Ilustrasi, kelapa sawit. Foto: pkt-group.com
Jakarta: Pemerintah Indonesia memproyeksikan pertumbuhan ekspor biodiesel ke Uni Eropa (UE) akan stabil pada tingkat 6,7 persen pascakemenangan dalam sengketa Organisasi Perdagangan Dunia (WTO) terkait bea anti-subsidi (CVD).
"Angka 6,7 persen dapat dipertahankan atau bahkan tumbuh, seiring komitmen UE dalam IEU-CEPA yang mengakui sawit Indonesia sebagai energi terbarukan," kata Direktur Jenderal Negosiasi Perdagangan Internasional Kementerian Perdagangan (Kemendag) Djatmiko Bris Witjaksono dikutip dari Xinhua, Jumat, 29 Agustus 2025.
Proyeksi tersebut didasarkan pada beberapa faktor. Panel WTO memutuskan bea anti-subsidi yang diberlakukan UE tidak didukung bukti objektif sehingga membuka peluang pemulihan ekspor.

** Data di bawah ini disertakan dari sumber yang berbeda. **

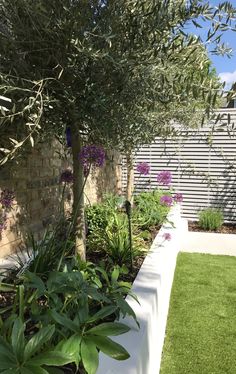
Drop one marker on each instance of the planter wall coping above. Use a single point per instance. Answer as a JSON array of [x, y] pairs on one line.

Meski dalam periode CVD 2020-2024,
ekspor biodiesel Indonesia ke UE tetap tumbuh 6,7 persen per tahun dengan nilai rata-rata USD319,7 juta. Komitmen UE melalui perjanjian IEU-CEPA juga dinilai menjadi peluang, karena memberikan akses pasar untuk minyak sawit dan turunannya sebagai sumber energi terbarukan.
(Ilustrasi kelapa sawit. Foto: Dokumen Ditjenbun Kementan)
Gencar diversifikasi pasar
Di sisi lain, terdapat tantangan yang harus dihadapi. Konsumsi biodiesel nasional diproyeksikan mencapai 15,6 juta kiloliter pada 2045, sehingga pemerintah perlu menyiapkan strategi alokasi yang optimal agar ekspor dan kebutuhan domestik tetap seimbang.
Diversifikasi pasar juga digencarkan dengan mendorong ekspansi ke negara lain untuk mengurangi risiko ketergantungan pada
UE, meskipun kawasan tersebut masih menjadi pasar utama.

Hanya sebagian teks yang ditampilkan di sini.